A “computer-readable medium” may be any medium that can contain, store, communicate, propagate, or transport the program for use by or in connection with the instruction execution system, apparatus, system or device. The computer readable medium can be, by way of example only but not by limitation, an electronic, magnetic, optical, electromagnetic, infrared, or semiconductor system, apparatus, system, device, propagation medium, or computer memory. Such computer-readable medium shall generally be machine readable and include software programming or code that can be human readable (e.g., source code) or machine readable (e.g., object code).
A “processor” includes any, hardware system, mechanism or component that processes data, signals or other information. A processor can include a system with a general-purpose central processing unit, multiple processing units, dedicated circuitry for achieving functionality, or other systems. Processing need not be limited to a geographic location, or have temporal limitations. For example, a processor can perform its functions in “real-time,” “offline,” in a “batch mode,” etc. Portions of processing can be performed at different times and at different locations, by different (or the same) processing systems.
It will also be appreciated that one or more of the elements depicted in the drawings/figures can also be implemented in a more separated or integrated manner, or even removed or rendered as inoperable in certain cases, as is useful in accordance with a particular application. Additionally, any signal arrows in the drawings/figures should be considered only as exemplary, and not limiting, unless otherwise specifically noted.
Furthermore, the term “or” as used herein is generally intended to mean “and/or” unless otherwise indicated. As used herein, including the claims that follow, a term preceded by “a” or “an” (and “the” when antecedent basis is “a” or “an”) includes both singular and plural of such term, unless clearly indicated within the claim otherwise (i.e., that the reference “a” or “an” clearly indicates only the singular or only the plural).

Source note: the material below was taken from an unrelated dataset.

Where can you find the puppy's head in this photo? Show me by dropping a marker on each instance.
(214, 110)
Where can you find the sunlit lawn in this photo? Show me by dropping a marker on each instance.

Also, as used in the description herein and throughout the claims that follow, the meaning of “in” includes “in” and “on” unless the context clearly dictates otherwise.
Benefits, other advantages, and solutions to problems have been described above with regard to specific embodiments. However, the benefits, advantages, solutions to problems, and any component(s) that may cause any benefit, advantage, or solution to occur or become more pronounced are not to be construed as a critical, required, or essential feature or component of any or all the claims.